Recently, Inflection AI made a striking decision on its latest enterprise platform: to abandon Nvidia's GPUs in favor of Intel's Gaudi3 accelerators. This shift marks a strategic adjustment in the company's AI field, as its previous "Pi" customer applications were all based on Nvidia's GPUs. Now, Inflection3.0 will rely on Gaudi3, allowing users to choose to run it locally or on the cloud-based Tiber AI Cloud.
Image source note: The image is generated by AI, provided by the image licensing service provider Midjourney
Inflection AI was founded in 2022, initially focusing on developing a conversational personal assistant named Pi. However, with founders Mustafa Suleyman and Karén Simonyan leaving for Microsoft in the spring, the company shifted its focus to building custom fine-tuned models for enterprises, enhancing service quality using customer data.
Inflection3.0 is the latest version of the platform, aiming to tailor AI applications for enterprises by fine-tuning models using proprietary datasets. Notably, Intel will be one of the first customers to use this service, sparking speculation about whether Inflection will pay the full price for these accelerators.
Although Inflection plans to run its services on Gaudi3 accelerators, it is clear that the system will not be established soon. Like the previous Inflection2.5, the latest version will also run on Intel's Tiber AI Cloud service. However, Inflection realizes that some customers may want to keep their data local, so it plans to provide physical systems based on Intel AI accelerators starting from the first quarter of 2025.

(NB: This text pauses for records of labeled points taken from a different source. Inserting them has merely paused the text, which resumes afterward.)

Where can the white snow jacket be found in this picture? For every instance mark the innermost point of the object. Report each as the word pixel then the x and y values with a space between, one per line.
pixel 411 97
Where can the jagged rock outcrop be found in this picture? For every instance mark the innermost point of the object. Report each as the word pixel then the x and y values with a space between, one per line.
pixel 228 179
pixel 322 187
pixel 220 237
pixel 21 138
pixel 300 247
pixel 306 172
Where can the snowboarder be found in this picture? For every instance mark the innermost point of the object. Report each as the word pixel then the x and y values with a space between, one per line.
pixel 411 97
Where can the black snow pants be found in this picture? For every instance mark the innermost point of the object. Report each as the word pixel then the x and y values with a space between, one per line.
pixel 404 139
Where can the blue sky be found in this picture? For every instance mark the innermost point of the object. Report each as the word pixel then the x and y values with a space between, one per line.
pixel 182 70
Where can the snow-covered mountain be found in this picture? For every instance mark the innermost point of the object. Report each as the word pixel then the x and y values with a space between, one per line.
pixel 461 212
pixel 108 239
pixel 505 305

One benefit of using Gaudi3 accelerators is the significant improvement in price-performance for Inflection. Sean White, CEO of Inflection AI, stated in a blog that by using Intel's technology, they have seen up to twice the price-performance improvement compared to current competitive products. Gaudi3 is also considered faster than Nvidia's H100 in both training and inference speeds, and at a lower cost.
The technical specifications of Gaudi3 are also quite powerful, equipped with 128GB of HBM2e memory, a bandwidth of up to 3.7Tbps, and boasts 1,835 teraFLOPS of dense FP8 or BF16 performance. At 16-bit precision, Gaudi3's floating-point performance is almost twice that of H100, which is crucial for Inflection's focus on training and fine-tuning workloads.
Additionally, Intel recently announced that IBM will deploy Gaudi3 accelerators in its cloud platform and plans to launch them early in 2025. This indicates that Gaudi3 accelerators are gradually gaining market recognition.
Key Points:
🌟 Inflection AI has decided to abandon Nvidia GPUs in favor of Intel's Gaudi3 accelerators.
🚀 Inflection3.0 will be based on Gaudi3, providing customized AI applications for enterprises.
💰 Using Gaudi3, Inflection AI has achieved up to twice the price-performance improvement.